Hacker News new | comments | show | ask | jobs | submit login

This is called a http://en.wikipedia.org/wiki/Entity-attribute-value_model or http://en.wikipedia.org/wiki/Triplestore. I think the author is understating the price, though. There's a lot of existing software you could reuse if your data was stored in more conventional relations, and "manually enforce consistency" is a pipe dream. Your code has expectations about your data, so in the abstract you do still have a schema, and not writing it down merely prevents any tools from helping you keep your data sane over time. I've seen Notes databases decay to the point that not even the dev team could explain how a document got into its contradictory state nor how the apps should (much less currently would) handle it. The few people diligent enough to do completely correct work without a checkable schema, aren't the people who would be tempted to try.
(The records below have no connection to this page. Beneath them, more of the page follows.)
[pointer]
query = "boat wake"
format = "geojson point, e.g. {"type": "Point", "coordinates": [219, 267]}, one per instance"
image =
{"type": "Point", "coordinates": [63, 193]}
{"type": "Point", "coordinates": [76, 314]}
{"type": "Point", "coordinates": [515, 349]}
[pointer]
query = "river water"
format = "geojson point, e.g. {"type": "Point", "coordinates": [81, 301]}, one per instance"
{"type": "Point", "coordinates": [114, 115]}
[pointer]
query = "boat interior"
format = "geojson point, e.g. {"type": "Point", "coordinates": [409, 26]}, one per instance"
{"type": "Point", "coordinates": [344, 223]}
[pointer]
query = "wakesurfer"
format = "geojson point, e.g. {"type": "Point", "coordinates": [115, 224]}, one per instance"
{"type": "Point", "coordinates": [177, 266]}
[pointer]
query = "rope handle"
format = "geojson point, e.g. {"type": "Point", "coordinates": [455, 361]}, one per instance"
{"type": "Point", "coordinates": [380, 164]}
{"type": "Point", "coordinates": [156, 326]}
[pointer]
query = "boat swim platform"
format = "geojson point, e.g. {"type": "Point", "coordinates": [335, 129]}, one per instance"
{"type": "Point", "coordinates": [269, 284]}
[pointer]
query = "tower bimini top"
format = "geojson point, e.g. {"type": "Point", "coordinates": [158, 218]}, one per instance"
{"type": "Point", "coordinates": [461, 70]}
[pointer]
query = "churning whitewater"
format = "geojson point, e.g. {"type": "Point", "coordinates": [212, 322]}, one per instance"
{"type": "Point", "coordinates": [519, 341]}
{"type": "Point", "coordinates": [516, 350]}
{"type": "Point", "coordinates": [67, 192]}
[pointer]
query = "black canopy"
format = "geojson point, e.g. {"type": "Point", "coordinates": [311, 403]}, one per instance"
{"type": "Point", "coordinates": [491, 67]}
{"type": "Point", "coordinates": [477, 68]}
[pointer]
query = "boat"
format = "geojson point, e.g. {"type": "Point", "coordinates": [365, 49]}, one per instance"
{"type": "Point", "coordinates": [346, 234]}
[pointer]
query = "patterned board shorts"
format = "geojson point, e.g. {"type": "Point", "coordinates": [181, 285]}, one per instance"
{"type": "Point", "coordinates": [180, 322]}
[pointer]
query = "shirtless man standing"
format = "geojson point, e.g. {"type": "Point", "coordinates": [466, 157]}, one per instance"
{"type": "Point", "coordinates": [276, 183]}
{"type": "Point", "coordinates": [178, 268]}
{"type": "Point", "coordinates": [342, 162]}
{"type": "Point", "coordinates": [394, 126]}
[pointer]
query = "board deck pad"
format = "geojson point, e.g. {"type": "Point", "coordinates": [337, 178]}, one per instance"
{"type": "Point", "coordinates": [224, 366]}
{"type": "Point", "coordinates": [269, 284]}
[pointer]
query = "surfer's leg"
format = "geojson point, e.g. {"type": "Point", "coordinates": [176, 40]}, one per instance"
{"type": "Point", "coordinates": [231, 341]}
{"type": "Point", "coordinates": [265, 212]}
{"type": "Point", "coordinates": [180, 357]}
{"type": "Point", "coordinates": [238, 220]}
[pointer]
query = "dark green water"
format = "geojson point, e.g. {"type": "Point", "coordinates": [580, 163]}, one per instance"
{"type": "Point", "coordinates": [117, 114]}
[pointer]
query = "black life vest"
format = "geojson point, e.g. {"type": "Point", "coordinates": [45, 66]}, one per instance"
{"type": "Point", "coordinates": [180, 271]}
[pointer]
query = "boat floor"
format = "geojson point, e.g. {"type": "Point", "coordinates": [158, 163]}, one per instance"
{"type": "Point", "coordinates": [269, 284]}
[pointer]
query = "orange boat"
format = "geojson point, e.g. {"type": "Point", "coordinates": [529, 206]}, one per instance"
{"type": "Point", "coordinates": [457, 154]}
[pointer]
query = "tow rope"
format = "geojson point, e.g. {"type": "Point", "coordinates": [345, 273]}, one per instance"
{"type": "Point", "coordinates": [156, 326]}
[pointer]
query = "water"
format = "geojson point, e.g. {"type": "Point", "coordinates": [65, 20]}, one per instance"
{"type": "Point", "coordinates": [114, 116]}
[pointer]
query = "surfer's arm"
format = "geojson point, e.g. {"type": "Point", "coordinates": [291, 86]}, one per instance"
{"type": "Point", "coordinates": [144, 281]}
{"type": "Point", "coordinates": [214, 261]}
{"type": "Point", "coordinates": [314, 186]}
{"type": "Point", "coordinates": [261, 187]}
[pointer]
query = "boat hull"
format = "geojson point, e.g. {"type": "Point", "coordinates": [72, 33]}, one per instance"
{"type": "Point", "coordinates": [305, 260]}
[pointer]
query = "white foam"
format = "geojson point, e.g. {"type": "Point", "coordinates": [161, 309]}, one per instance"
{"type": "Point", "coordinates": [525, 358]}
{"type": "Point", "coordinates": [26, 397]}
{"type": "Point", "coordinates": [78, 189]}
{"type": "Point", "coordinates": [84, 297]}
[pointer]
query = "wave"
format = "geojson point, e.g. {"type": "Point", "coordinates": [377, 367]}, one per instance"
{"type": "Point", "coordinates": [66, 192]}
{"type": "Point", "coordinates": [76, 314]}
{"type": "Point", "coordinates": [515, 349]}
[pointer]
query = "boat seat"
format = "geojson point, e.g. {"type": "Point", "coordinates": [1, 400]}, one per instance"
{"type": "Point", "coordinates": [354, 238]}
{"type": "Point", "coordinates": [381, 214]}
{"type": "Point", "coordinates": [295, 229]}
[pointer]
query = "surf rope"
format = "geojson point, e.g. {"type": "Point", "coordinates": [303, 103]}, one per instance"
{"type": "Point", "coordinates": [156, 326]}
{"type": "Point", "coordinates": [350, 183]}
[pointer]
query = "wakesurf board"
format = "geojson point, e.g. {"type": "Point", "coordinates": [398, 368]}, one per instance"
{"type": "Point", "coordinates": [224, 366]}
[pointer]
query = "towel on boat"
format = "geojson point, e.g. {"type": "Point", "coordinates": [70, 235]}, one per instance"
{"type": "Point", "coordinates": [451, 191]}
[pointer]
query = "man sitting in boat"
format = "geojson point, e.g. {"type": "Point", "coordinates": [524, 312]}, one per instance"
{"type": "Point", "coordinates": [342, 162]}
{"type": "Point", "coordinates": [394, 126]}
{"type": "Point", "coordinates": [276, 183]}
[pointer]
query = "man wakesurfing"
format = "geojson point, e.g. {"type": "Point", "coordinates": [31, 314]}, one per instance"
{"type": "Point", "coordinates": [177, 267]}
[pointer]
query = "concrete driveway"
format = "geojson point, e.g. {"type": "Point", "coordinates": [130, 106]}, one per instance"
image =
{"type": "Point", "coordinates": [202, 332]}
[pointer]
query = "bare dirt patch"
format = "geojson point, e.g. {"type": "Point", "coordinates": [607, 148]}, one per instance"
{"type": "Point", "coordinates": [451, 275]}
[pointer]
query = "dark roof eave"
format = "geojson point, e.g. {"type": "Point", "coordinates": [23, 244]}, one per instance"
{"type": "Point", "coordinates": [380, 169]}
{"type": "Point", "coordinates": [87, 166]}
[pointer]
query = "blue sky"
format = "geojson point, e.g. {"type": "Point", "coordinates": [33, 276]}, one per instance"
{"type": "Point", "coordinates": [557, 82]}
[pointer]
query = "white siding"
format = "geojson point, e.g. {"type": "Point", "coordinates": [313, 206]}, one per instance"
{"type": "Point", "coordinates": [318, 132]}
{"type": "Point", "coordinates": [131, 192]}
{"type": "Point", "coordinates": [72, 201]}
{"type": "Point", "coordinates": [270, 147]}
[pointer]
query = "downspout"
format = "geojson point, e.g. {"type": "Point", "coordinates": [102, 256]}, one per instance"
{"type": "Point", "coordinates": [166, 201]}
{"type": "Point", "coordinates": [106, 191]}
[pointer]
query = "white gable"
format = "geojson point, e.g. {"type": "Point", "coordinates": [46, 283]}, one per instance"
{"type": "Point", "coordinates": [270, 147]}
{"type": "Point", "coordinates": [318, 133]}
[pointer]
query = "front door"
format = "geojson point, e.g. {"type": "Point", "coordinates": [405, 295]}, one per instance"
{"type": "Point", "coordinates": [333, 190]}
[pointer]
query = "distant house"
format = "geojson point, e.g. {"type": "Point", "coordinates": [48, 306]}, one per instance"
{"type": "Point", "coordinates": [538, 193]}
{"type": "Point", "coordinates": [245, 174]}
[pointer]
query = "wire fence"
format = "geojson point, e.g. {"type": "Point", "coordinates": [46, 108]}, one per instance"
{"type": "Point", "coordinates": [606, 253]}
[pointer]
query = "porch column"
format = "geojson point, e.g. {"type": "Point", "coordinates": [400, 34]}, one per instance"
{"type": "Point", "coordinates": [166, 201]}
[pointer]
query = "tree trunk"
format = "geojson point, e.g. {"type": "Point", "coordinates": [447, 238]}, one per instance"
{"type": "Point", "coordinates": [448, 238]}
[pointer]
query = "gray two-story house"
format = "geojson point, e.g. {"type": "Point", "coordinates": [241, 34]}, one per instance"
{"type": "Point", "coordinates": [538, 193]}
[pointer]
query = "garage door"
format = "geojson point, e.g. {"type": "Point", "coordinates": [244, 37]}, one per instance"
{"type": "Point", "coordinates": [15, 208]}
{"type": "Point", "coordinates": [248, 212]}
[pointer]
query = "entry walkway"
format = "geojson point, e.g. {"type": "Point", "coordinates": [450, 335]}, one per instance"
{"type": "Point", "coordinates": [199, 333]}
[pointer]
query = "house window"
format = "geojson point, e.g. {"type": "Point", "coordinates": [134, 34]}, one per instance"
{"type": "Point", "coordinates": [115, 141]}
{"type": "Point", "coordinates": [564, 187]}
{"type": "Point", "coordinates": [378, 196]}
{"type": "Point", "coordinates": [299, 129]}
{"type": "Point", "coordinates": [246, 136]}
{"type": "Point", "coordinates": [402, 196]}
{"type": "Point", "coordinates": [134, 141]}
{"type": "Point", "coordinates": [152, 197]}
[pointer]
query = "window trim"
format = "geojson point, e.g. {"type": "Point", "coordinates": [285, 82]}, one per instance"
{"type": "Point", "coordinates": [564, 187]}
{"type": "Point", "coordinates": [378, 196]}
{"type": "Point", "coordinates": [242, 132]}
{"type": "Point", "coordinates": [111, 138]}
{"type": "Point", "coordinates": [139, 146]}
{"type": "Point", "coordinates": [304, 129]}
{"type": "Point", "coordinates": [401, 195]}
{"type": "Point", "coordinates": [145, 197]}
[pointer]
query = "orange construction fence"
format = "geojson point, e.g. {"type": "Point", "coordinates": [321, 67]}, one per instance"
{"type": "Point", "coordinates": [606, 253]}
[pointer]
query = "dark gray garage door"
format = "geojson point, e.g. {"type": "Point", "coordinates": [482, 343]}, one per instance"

I recently read The Pragmatic Programmers book SQL Antipatterns: Avoiding the Pitfalls of Database Programming (http://pragprog.com/book/bksqla/sql-antipatterns) and chapter 6 talks specifically about this kind of DB design (entity-attribute-value) and the benefits/pitfalls. It's a great read and I highly recommend it.

I bought that book after my first time developing on top of Magento.

Pure curiosity: Do you know of any other OSS projects that went down this route?

Yeah, I'd been thinking "Magento" from about halfway into that article.

Wordpress uses the EAV db pattern too (have a look at the wp_options and wp_meta tables).

Of course, Magento and Wordpress use it in fundamentally different ways - so this project I've got to build a combined search across a site with both Magento (EAV for products) and Wordpress (non-EAV for posts/pages) in use, is in that "it'll sit on the backburner until it becomes critical or somebody else solves it for me first" stateā€¦

Squiz's Matrix (open-source CMS) also uses an EAV model.

It should also be noted that this isn't the only way to do this either.

The other three most common ways I've seen to store differently structured data in a consistent way are:

  * Edge table
  * Binary table
  * Universal table
The edge table approach maps edges into key:value tables for the type of table. So you might have an integer data table that was ID<key>:Value<int>, and it only stored the data values and a key to identify the value. And then you have a thing table which stored Name<string>:Flag<type>:ID<key> where the flag column said "int" and the ID column then contains the key of some row in your integer table.

There are as many tables as there are types of data, + 1 table for the definition of all things stored.

The binary approach groups values of the same name into a table of that name. So if you have a property called "username" you'd have a table called "username", and this approach usually still includes the edge approach such that the values are stored in tables with ID:Value structure by type of value. Effectively partitioning the value table by name of the property being stored.

There are as many tables as there are types of data, + the count of unique property names.

The universal table approach uses a single table to store all data, effectively containing all of the edges in a graph. It's a conceptual full outer join of all binary tables. Imagine 100's of columns, and for each row the vast majority of those are NULLs.

The triplestore can be thought of as a condensed version (not type-safe) of the universal table. More space efficient, but usually at the cost of the datatype safety offered by the database.

You can combine these methods to store any type of semi-structured data in a traditional RDBMS and these approaches are used a lot if you know where to look for evidence of them.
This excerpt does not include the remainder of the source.